# Perfectionism: Pros and cons



## David Baxter PhD (Jul 21, 2008)

Athletes benefit from being perfectionist
_BPS Resarch Digest_ 
Mon, Jul 21 2008

Sports psychologists can't agree on whether or not perfectionism is a good or bad thing. The advantages are obvious and evoke images of the athlete practising a given shot, kick or putt over and over, until rare mastery is achieved. But the proposed downside is that perfectionism breeds anxiety and self-criticism, ultimately undermining performance.

Oliver Stoll and colleagues believe part of the reason for the disagreement is that there are actually two aspects to perfectionism: one is striving for perfection, the other is having negative reactions to a less than perfect performance. Their prediction was that the striving aspect would be beneficial to sports training, while the negative reactions aspect would be harmful.
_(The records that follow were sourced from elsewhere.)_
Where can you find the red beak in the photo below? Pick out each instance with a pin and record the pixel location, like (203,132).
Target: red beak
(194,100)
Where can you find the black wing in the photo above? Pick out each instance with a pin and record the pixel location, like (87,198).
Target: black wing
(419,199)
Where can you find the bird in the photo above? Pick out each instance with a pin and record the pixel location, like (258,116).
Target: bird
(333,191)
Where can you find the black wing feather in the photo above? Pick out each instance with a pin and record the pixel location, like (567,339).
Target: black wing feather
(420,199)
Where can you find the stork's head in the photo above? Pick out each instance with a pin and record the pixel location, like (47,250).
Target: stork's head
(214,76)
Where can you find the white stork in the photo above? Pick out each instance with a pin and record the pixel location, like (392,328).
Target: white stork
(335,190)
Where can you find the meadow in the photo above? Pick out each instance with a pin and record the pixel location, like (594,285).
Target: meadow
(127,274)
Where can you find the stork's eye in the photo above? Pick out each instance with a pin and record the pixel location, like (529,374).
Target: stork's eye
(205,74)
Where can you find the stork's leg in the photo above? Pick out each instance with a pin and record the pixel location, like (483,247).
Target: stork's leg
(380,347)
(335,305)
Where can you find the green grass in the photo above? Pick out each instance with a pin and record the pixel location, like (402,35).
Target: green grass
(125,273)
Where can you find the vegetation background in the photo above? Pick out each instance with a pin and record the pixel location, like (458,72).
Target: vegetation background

Stoll's team measured these two aspects of perfectionism among 122 sports science students before observing their performance on a novel basketball training exercise that required the students to practice scoring a basket from behind the basketball board.

Striving for perfection was measured by students' agreement with statements like "I feel the need to be perfect", while negative reactions to imperfection were measured via students' agreement with statements like "After training, I feel depressed if I have not been perfect."

To the researchers' surprise, the students who showed the most improvement over the course of the training (four series of seven attempts) were those who reported high levels of both striving for perfection and negative reactions to imperfection. They speculated that perhaps the students who strove for perfection, but who were then unconcerned by whether they achieved that perfection or not, had less motivation to do well in training than the students who reported having both forms of perfectionism.

More research is clearly needed with other sports, and in actual competition rather than a training environment, the researchers said. However, they concluded: "perfectionistic strivings may form part of a healthy pursuit of excellence and may be adaptive in situations where such strivings may give athletes an additional motivational 'boost' to do their best, and thus achieve better results and make greater progress."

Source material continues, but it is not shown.